The code for obtaining the loss, accuracy, and confusion matrix for the test data is as follows:
# Loss and accuracy
model %>% evaluate(testx, testy)
$loss
[1] 4.437256
$acc
[1] 0.768
# Confusion matrix
pred <- model %>% predict_classes(testx)
table(Predicted = pred, Actual = data$test$y[1:2000,])
Actual
Predicted 0 1 2 3 4 5 6 7 8 9
0 158 1 12 0 5 1 6 2 15 0
1 3 142 0 2 0 2 3 1 9 2
2 2 0 139 8 6 3 6 0 0 0
3 0 0 3 86 5 13 6 1 0 0
4 4 0 14 6 138 5 10 4 1 0
5 0 0 15 47 6 148 2 12 0 0
6 0 0 4 12 9 3 178 0 0 0
7 2 0 4 23 27 9 3 169 0 0
8 13 1 1 5 1 0 0 0 179 2
9 14 54 3 10 1 1 2 4 13 199
# Accuracy for each category
100*diag(tab)/colSums(tab)
0 1 2 3 4
80.61224 71.71717 71.28205 43.21608 69.69697
5 6 7 8 9
80.00000 82.40741 87.56477 82.48848 98.02956
From the preceding output, we can make the following observations:
- The loss and accuracy based on the test data are 4.437 and 0.768, respectively.
- Although this performance based on the test data is inferior to the results based on the training data, it is a significant improvement over the results from the first model.
- The confusion matrix provides further insights into the model's performance. The best performance is for category 9 (truck), with 199 correct classifications and an accuracy of 98%.
- For the test data, the model seems to be the most confused regarding category-3 (cat), which has the most misclassifications. The accuracy of this category can be as low as 43.2%.

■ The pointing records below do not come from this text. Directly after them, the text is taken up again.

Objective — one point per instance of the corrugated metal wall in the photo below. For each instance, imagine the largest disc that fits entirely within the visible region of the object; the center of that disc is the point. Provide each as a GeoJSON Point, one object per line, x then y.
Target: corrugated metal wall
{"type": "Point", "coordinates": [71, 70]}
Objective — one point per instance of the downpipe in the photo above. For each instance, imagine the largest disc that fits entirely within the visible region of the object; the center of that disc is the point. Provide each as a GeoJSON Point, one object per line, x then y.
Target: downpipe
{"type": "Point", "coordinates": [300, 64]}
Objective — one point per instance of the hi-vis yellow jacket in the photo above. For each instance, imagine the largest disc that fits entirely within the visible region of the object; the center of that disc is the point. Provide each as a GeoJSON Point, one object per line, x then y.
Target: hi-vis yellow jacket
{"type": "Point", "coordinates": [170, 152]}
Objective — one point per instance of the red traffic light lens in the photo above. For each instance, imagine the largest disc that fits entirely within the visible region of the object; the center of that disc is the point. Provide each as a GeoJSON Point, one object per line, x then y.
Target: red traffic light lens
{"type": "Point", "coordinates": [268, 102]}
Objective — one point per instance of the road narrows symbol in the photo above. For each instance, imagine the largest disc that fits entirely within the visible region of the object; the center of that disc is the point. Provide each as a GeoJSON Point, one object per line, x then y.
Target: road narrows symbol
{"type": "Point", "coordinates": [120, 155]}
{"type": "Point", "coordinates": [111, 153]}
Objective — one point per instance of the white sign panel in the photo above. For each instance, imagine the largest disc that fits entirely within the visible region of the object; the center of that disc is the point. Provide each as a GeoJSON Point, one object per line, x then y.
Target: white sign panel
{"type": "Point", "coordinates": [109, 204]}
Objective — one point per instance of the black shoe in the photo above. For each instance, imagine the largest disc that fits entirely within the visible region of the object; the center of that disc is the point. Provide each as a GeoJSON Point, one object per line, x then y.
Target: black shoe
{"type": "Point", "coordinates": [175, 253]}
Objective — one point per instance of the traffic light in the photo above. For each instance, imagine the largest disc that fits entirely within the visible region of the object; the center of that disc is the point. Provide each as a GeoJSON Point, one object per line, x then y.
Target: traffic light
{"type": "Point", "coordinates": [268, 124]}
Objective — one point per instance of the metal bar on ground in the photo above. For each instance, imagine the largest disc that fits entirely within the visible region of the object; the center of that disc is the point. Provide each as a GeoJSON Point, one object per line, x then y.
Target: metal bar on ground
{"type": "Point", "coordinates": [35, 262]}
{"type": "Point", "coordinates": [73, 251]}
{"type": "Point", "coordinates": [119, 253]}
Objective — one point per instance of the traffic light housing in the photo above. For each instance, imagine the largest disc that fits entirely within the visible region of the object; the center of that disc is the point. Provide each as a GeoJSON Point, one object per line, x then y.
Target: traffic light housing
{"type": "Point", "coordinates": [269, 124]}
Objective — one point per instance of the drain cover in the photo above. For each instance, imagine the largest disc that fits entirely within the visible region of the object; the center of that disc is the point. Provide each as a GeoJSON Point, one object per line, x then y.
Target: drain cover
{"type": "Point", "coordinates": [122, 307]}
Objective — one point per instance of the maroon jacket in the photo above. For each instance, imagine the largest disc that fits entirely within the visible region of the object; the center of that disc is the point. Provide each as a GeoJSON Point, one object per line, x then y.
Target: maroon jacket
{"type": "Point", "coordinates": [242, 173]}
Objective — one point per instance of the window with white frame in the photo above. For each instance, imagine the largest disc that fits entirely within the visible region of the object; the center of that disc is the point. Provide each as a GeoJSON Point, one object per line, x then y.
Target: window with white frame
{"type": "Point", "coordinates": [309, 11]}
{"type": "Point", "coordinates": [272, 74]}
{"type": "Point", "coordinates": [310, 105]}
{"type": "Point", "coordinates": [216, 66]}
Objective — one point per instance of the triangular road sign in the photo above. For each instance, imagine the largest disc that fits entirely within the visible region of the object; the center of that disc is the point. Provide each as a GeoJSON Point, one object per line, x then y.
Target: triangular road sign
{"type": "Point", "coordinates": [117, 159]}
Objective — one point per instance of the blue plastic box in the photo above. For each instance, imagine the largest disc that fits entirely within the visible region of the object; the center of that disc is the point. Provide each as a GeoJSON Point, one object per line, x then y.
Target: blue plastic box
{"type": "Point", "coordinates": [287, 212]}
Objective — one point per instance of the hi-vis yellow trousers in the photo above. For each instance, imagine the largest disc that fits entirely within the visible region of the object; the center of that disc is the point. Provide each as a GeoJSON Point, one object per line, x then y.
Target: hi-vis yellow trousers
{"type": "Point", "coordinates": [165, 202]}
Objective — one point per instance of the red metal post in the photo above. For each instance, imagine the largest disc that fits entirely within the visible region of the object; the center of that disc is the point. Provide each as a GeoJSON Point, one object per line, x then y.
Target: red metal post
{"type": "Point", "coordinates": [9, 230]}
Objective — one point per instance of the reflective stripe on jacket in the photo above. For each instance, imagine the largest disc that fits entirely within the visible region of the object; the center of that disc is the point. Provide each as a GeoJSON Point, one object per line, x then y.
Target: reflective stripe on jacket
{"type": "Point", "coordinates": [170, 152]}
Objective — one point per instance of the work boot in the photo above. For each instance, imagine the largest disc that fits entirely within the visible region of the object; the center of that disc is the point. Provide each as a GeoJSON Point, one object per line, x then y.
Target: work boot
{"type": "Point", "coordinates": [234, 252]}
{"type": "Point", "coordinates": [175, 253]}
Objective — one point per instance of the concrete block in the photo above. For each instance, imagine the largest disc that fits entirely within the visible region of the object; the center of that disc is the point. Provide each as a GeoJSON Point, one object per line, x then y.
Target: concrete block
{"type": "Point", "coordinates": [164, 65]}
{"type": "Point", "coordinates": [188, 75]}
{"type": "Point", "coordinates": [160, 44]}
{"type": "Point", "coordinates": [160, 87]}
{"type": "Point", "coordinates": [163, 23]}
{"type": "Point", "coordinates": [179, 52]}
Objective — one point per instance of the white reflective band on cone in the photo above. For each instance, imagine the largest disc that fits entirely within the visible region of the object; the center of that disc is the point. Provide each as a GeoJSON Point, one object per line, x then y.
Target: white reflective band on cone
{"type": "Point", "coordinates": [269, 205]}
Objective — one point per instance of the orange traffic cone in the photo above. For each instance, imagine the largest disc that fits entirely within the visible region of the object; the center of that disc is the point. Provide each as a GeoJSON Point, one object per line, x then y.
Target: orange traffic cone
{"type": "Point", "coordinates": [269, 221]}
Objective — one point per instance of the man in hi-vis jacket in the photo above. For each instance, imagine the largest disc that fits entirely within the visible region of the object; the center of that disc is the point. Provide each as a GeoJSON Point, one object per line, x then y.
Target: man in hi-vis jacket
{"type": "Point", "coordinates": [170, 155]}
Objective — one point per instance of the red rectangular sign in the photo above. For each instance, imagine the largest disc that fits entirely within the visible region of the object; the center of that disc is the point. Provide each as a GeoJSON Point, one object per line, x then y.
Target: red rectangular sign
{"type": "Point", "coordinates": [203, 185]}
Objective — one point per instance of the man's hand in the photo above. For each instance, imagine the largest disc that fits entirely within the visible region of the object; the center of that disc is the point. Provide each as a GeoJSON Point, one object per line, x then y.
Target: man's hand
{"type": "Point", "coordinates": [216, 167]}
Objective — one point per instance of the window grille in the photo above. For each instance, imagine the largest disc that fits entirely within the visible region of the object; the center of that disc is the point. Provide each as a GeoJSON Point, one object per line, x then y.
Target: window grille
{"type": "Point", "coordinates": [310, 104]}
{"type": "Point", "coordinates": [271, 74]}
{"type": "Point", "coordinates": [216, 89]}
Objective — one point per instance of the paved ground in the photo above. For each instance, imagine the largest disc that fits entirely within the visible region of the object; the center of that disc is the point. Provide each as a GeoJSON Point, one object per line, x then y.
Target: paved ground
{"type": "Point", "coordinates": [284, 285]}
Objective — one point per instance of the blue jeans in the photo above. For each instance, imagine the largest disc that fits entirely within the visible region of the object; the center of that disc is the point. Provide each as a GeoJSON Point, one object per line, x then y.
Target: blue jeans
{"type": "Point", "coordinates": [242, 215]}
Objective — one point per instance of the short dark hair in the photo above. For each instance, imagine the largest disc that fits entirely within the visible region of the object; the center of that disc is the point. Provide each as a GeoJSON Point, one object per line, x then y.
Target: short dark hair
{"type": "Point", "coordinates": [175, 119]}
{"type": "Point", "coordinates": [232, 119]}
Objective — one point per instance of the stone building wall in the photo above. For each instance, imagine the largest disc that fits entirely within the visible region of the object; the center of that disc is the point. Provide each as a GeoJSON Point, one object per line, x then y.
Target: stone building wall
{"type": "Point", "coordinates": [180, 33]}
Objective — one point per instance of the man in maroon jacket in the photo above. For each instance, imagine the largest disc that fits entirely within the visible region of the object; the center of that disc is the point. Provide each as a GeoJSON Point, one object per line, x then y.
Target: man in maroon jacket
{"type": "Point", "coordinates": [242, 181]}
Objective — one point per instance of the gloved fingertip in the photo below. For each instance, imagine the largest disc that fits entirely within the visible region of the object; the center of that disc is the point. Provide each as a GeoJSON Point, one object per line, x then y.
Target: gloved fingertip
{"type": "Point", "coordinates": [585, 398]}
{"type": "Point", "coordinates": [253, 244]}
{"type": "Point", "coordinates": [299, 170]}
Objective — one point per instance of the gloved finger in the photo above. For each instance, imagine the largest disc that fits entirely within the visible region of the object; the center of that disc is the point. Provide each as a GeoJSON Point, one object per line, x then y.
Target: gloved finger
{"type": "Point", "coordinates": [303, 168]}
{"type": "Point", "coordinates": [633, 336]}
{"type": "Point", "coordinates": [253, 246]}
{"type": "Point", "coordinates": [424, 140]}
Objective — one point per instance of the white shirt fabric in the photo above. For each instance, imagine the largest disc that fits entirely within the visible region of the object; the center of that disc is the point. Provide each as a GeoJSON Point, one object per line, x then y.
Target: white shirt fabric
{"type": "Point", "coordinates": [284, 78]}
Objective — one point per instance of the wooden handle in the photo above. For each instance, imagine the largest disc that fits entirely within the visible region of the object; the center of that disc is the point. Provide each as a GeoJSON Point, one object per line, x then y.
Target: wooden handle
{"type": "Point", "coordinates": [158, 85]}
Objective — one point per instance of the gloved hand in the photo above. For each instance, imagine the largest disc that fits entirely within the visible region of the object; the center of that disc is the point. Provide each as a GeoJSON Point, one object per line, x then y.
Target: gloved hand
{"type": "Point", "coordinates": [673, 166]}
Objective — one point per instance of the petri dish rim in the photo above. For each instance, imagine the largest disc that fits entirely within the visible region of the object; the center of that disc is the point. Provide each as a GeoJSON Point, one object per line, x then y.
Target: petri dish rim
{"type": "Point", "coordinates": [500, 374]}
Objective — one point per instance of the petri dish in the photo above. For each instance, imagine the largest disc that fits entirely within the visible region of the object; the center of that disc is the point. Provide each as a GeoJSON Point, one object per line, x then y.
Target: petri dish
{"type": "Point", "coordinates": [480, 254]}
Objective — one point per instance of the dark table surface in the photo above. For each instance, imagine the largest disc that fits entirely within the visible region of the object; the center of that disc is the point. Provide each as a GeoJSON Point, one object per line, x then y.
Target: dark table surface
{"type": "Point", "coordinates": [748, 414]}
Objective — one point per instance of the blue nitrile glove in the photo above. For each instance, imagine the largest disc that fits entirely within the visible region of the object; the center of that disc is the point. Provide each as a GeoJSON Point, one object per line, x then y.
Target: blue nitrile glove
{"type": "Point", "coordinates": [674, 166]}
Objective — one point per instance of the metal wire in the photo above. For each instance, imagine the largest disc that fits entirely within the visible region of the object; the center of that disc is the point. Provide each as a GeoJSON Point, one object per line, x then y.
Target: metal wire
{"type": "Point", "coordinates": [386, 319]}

- The highest misclassification for a single category (54 images) is for category-1 (automobile), which is misclassified as category-9 (truck).
With 76.8% accuracy, we can say that this image classification performance is decent. The use of a pretrained model has allowed us to transfer our learning of a model trained on data involving over 1 million images to new data containing 2,000 images from the CIFAR10 dataset. This is a huge advantage compared to building an image classification model totally from scratch, which would involve more time and computing costs. Now that we've achieved a decent performance from the model, we can explore how to improve this even further.